Handling Failures in Microservices
This week I was asked the question 2 separate times:
How do you handle failures (or partial failures) in microservices?
That’s a good question, and my answer is: Don’t ask me!
What is mean by that is that Handling failure is a business concern.
Microservices - Designed for Failure
When I present training on microservices, one of the key tenets I talk about is how they should ‘own their own up time’ and therefore be ‘designed for failure’.
There is no way to avoid failure in computer systems, it’s inevitable. Therefore to build reliable systems we need to always consider the failure cases:
- What happens if my dependency can’t be found
- What happens if it times out?
- What if the request times out?
- What if its the response that times out?
- What happens if one of my two actions fails?
- What happens to everyone else if I fail?
- How do I detect failure?
- How do I recover from failure?
For all the things your application/microservice does, you need to ask these questions of yourself. These are hard questions to answer.

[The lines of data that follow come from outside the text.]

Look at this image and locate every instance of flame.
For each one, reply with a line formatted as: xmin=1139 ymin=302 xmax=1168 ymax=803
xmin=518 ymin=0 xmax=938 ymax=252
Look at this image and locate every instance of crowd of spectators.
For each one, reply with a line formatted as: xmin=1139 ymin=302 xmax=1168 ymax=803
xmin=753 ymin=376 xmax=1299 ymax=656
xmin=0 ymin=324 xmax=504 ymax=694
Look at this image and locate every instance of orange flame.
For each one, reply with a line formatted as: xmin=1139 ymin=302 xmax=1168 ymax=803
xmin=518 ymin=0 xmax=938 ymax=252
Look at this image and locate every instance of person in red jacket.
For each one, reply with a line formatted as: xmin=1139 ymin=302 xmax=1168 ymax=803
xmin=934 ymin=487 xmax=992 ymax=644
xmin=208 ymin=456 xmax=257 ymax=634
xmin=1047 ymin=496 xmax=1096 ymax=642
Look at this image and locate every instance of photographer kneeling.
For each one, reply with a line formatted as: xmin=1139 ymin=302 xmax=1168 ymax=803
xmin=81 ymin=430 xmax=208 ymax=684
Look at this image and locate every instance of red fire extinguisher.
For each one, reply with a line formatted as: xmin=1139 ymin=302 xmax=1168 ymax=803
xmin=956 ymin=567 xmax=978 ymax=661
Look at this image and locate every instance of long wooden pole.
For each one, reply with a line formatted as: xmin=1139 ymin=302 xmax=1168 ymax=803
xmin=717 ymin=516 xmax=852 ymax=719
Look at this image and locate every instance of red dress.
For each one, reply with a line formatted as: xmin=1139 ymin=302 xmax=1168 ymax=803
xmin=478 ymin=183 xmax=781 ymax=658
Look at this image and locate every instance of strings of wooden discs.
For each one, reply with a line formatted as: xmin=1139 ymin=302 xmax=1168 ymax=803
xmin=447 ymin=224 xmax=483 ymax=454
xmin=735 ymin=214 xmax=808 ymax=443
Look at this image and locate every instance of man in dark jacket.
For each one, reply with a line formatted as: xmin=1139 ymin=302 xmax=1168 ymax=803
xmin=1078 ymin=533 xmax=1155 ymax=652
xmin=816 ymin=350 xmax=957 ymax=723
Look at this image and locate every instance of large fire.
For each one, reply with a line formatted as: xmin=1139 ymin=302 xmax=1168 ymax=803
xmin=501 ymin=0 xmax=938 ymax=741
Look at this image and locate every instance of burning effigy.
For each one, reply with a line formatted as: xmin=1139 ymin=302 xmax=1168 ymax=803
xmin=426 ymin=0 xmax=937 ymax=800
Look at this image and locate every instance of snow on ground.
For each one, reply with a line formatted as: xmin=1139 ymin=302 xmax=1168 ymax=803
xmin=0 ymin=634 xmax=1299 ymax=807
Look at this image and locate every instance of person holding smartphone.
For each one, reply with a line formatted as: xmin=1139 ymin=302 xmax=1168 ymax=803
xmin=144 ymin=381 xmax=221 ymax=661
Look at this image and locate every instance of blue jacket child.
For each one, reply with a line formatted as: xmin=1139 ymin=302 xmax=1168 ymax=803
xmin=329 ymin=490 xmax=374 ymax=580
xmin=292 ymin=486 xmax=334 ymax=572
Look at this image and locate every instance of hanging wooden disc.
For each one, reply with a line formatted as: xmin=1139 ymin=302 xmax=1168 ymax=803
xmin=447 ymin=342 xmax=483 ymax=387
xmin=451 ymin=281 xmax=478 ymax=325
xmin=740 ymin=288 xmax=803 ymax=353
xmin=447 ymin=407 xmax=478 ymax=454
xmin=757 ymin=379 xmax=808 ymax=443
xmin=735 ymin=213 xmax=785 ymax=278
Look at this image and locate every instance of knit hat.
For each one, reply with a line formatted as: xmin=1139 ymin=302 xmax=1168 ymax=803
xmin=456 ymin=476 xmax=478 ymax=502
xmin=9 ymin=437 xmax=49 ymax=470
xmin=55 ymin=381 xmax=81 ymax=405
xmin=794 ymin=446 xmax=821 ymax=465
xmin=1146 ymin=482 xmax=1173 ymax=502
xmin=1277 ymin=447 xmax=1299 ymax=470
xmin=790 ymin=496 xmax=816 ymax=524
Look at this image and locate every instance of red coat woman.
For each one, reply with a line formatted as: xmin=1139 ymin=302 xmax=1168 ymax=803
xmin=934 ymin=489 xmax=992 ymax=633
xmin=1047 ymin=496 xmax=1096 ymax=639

The first one you have to solve is “How to I detect failure”. This is almost always a technical challenge. Depending on your communication methods, and your data flow patterns, this can be quite hard or quite easy.
A REST call can return an error, or it can timeout. The errors can be from the networking layer - the DNS can’t be translated or the target machine actively refused the connection. They can come from the application layer, like an HTTP 500 response, or a 400 type response.
An event that you publish and are expecting a timely responding event for is more challenging. It’s not normally a good idea to be waiting indefinitely on a Request/Reply messaging construct. When they’re used, there should be an expectation of ‘temporal decoupling’, meaning your might have wait a long time for a response. You can then implement timeouts in your sender, you can issue cancelation events, perhaps on a high priority topic construct.
Handling failure is where people really want an answer. However, I don’t think there is a single right answer. In fact, anyone who is offering a ‘just do this’ style answer has probably misunderstood the point of microservices.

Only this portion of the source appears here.